LOUIS J. MACCINI joined the Department of Economics at The Johns Hopkins University in 1969, chairing the department from 1992 to 2007. Beginning in 2000, he headed the effort to create the Center for Financial Economics; his vision was to create a place where teaching and research in finance would occur in an economics department in a college of Arts and Sciences rather than in a business school. Dr. Maccini’s recent research has explored such issues as the role of inventories in the business cycle, how monetary policy affects inventory investment, whether recent technological innovations such as computerization have enabled businesses to more effectively manage their inventory positions, and whether this phenomenon contributed to the decline in the volatility of GDP growth since the early 1980s. He was selected a fellow of the International Society for Inventory Research in 2004 and served as its president from 2010-12. The Louis J. Maccini Professorship is a fitting tribute to an academic leader whose vision has shaped the unique mission of the Center for Financial Economics.
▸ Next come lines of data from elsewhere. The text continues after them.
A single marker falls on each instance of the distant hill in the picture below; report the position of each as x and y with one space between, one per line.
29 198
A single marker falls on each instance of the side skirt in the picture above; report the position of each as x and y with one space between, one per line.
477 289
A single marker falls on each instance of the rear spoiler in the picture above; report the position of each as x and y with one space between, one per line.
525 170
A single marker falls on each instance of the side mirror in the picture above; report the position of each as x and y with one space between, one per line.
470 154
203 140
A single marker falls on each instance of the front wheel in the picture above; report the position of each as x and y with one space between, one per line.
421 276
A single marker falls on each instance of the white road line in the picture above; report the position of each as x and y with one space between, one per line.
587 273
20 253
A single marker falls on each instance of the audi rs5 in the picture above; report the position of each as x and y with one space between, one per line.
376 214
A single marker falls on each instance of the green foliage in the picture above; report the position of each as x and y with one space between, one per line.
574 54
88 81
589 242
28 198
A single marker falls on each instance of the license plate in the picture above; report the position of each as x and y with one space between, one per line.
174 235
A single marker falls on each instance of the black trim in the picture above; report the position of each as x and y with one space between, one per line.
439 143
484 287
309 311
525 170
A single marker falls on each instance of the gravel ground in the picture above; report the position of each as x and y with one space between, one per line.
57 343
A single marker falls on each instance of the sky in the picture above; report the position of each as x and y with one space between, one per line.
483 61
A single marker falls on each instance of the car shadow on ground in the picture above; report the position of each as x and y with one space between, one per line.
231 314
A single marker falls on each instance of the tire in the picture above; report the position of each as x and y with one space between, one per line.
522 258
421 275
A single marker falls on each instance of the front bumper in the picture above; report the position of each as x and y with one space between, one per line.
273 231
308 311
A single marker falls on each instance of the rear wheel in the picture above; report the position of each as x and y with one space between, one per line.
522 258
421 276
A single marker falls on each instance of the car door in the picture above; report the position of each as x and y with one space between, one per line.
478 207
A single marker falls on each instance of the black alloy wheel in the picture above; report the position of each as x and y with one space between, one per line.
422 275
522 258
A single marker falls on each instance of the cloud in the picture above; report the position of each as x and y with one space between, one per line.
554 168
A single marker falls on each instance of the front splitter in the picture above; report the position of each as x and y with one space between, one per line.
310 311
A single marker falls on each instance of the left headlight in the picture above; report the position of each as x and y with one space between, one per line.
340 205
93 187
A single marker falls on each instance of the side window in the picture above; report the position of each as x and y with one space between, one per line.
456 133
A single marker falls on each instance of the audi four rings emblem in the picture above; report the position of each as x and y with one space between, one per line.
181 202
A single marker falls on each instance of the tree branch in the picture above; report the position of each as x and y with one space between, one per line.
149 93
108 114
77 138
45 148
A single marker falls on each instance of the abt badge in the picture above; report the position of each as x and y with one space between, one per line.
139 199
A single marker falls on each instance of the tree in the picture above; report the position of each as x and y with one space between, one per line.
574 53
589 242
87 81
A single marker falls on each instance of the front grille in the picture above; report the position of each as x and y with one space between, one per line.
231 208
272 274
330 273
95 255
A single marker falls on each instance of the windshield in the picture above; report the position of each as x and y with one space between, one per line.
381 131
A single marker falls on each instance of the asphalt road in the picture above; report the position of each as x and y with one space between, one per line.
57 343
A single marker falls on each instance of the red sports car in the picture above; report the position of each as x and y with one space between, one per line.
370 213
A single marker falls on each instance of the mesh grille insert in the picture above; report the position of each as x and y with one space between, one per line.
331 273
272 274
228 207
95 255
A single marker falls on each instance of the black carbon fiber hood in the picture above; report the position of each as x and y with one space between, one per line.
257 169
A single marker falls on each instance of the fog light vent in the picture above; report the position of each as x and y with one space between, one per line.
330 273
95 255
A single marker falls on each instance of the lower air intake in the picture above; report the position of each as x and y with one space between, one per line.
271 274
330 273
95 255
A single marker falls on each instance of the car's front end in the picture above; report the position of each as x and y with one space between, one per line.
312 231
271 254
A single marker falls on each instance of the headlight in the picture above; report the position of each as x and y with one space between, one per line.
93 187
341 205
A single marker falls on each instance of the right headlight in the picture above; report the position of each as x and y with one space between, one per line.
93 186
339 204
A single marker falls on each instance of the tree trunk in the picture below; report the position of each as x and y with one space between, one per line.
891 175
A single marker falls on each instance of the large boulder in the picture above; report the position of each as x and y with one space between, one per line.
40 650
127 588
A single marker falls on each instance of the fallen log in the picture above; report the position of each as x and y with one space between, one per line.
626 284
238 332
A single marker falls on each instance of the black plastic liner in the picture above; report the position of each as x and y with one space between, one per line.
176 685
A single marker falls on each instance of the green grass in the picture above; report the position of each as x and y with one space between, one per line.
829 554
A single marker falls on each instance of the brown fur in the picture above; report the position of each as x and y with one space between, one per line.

Center for Financial Economics: Louis J. Maccini Professorship
Zanvyl Krieger School of Arts and Sciences
Established in 2008 with commitments made by Charles and Nancy Clarvit, Jeff and Shari Aronson, Carol and Steven Batoff, Robert and Avis Barbera, Steven and Judith Kaye, Ross and Patricia Margolies, Marshal and Janet Salant, Timothy and Denise Weglicki, Edgar and Jeanne Edwards, David P. Nolan, James and Ann Rickards, Neil and Lenore Sherman, Carl and Rachael Berg, Kevin and Beth Heerdt, Donald E. Kerr Jr., Albert Teplin, and Lawrence and Carol Wolfe in honor of Louis J. Maccini
Held by Francesco Bianchi
FRANCESCO BIANCHI, Ph.D., is the Louis J. Maccini Professor of Economics at Johns Hopkins University (effective July 2022), and a co-editor of the American Economic Journal: Macroeconomics. He is a member of the Center for Economic and Policy Research and the National Bureau of Economic Research. Professor Bianchi received his Ph.D. in economics from Princeton University in 2009. Before joining Johns Hopkins, he was a professor at Duke University. He has held visiting or teaching positions at UCLA, NYU, University of Pennsylvania, Columbia University, and Northwestern University. In 2015, he was awarded the Wim Duisenberg Research fellowship, and in 2010, he received the Zellner Thesis Award in Business and Economic Statistics. He has published in the American Economic Review, the Review of Economic Studies, the Review of Economics and Statistics, The Journal of Monetary Economics, the Journal of Finance, and other leading academic journals. He has served as associate editor of the Journal of Monetary Economics, Quantitative Economics, the European Economic Review, and the Journal of Applied Econometrics. He has been invited to discuss his research at the 2022 Jackson Hole Economic Symposium, the 2021 G20 FWG meeting, and at numerous central banks. Currently, professor Bianchi’s main research interests involve the use of machine learning techniques to improve forecasts, the role of agents’ beliefs in explaining macroeconomic dynamics, the interaction between monetary and fiscal policy, and the effects of political agendas and monetary policy on asset prices.